Xbox invade Hollywood: oltre 12 videogiochi potrebbero diventare film e serie TV, c’è anche Warcraft
Microsoft accelera sugli adattamenti dei videogiochi Xbox: oltre 12 franchise sarebbero stati proposti a Hollywood per nuovi film e serie TV, compreso World of Warcraft.
Microsoft sta per trasformare radicalmente la propria strategia di adattamenti televisivi. Dopo aver chiuso anticipatamente la serie Halo di Paramount+ e raccolto il successo clamoroso di Fallout su Prime Video, il colosso di Redmond ha deciso di accelerare drasticamente: secondo quanto riportato da Puck, Xbox starebbe proponendo silenziosamente a Hollywood un pacchetto ambizioso che comprende più di una dozzina di franchise videoludici pronti per il piccolo e grande schermo.
Il vero punto di svolta è arrivato con Fallout. La serie Prime Video ha dimostrato che, quando l'alchimia è quella giusta, un adattamento può non solo rispettare il materiale di partenza ma anche espanderlo, conquistando sia i fan storici che un pubblico completamente nuovo. Il successo è stato tale da garantire già una terza stagione e persino uno spinoff reality competition chiamato Shelter, segno che l'universo post-apocalittico creato da Bethesda ha trovato la sua perfetta dimensione narrativa anche fuori dal medium videoludico.
Anche il film Minecraft, con il suo cast stellare, sta seguendo una traiettoria simile: il sequel è già in fase di sviluppo, confermando che il pubblico è affamato di storie tratte dai videogiochi quando queste vengono raccontate con rispetto e creatività.

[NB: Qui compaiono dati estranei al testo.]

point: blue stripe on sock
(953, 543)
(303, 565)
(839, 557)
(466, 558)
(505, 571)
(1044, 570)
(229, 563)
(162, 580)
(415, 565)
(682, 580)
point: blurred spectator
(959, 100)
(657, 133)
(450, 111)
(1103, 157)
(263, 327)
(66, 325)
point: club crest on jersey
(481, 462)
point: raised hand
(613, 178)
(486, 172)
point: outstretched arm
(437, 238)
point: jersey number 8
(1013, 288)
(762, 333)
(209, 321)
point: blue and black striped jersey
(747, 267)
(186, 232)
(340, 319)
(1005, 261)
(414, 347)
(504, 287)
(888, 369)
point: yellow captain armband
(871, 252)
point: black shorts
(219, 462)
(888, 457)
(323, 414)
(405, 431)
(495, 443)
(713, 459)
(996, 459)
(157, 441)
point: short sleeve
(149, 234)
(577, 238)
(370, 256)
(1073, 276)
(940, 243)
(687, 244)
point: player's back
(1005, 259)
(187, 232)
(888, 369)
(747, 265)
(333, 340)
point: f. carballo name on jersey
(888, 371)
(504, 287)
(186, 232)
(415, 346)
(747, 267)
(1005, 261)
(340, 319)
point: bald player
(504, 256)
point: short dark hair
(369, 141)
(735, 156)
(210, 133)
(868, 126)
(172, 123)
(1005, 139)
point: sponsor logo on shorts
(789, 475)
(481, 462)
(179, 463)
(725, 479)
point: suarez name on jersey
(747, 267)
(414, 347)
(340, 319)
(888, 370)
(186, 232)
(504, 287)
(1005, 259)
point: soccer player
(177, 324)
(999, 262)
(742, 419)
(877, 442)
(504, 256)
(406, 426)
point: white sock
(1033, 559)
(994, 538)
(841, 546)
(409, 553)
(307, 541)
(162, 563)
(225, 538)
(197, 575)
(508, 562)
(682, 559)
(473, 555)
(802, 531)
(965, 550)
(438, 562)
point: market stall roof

Forte di questi successi, Xbox ha capito di avere tra le mani un tesoro: 25 anni di storia videoludica costellata di franchise iconici che aspettano solo di essere tradotti in altri linguaggi.

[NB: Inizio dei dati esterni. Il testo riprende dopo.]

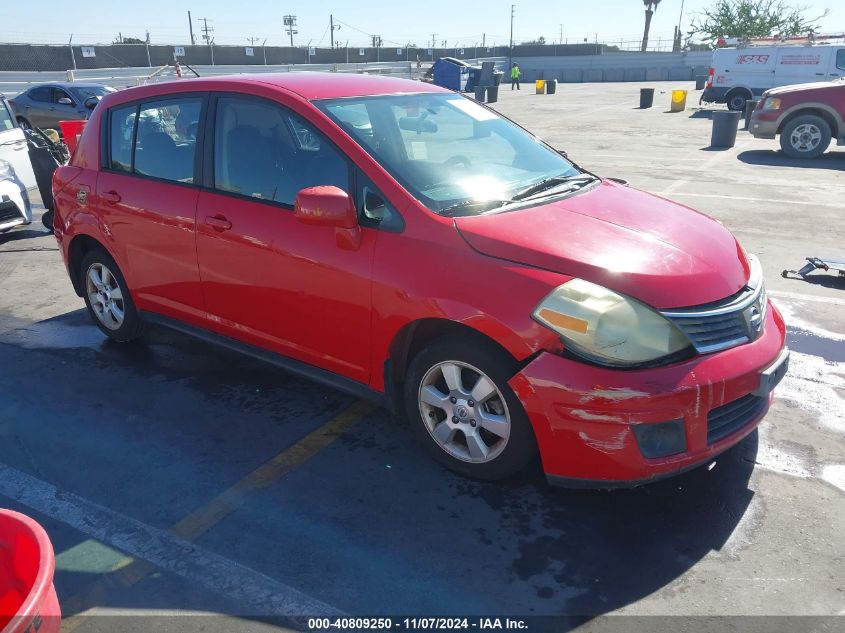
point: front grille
(8, 212)
(723, 324)
(724, 420)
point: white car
(739, 74)
(17, 179)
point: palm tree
(650, 8)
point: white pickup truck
(17, 179)
(739, 74)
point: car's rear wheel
(107, 297)
(805, 136)
(462, 409)
(736, 99)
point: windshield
(451, 153)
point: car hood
(660, 252)
(809, 87)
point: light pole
(290, 22)
(510, 54)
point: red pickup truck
(807, 117)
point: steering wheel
(459, 160)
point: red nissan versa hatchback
(396, 239)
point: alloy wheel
(464, 412)
(805, 137)
(105, 296)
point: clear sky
(398, 22)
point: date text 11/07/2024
(418, 623)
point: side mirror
(332, 207)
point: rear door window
(262, 150)
(6, 120)
(156, 139)
(121, 129)
(165, 139)
(42, 93)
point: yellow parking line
(130, 571)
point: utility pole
(334, 27)
(206, 35)
(510, 54)
(191, 29)
(677, 43)
(290, 22)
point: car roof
(68, 85)
(307, 85)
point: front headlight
(608, 328)
(771, 103)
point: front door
(267, 279)
(147, 198)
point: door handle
(219, 222)
(112, 197)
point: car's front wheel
(107, 297)
(462, 409)
(805, 136)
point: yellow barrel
(679, 101)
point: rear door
(14, 154)
(268, 279)
(147, 196)
(837, 65)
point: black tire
(520, 447)
(736, 100)
(797, 147)
(131, 326)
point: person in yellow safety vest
(515, 73)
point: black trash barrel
(725, 125)
(749, 108)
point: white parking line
(669, 191)
(800, 296)
(256, 593)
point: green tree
(753, 18)
(650, 8)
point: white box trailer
(741, 73)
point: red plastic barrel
(71, 131)
(28, 599)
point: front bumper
(764, 124)
(583, 416)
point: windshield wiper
(549, 183)
(474, 203)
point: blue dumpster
(451, 73)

La strategia di Microsoft sembra chiara: saturare il mercato dell'intrattenimento con i propri universi narrativi, creando un ecosistema transmediale dove videogiochi, serie tv, film e reality show si alimentano a vicenda. Non si tratta più di adattamenti occasionali, ma di una vera e propria offensiva culturale per posizionare i brand Xbox al centro della conversazione pop. Naturalmente, proporre più di dodici progetti non significa che tutti vedranno la luce. Hollywood è notoriamente cauta, e molti pitch restano tali anche quando arrivano da giganti come Microsoft.
Tuttavia, il momento storico gioca a favore di Xbox: le piattaforme streaming sono affamate di contenuti riconoscibili che possano garantire audience fedeli, e i videogiochi rappresentano una miniera d'oro ancora largamente inesplorata rispetto a fumetti e romanzi. La cancellazione di Halo, dunque, non era una ritirata ma una riorganizzazione delle forze. Microsoft ha capito che il vero valore non sta nel forzare ogni franchise in un formato televisivo, ma nel selezionare quelli che possono davvero brillare e investire pesantemente su di essi.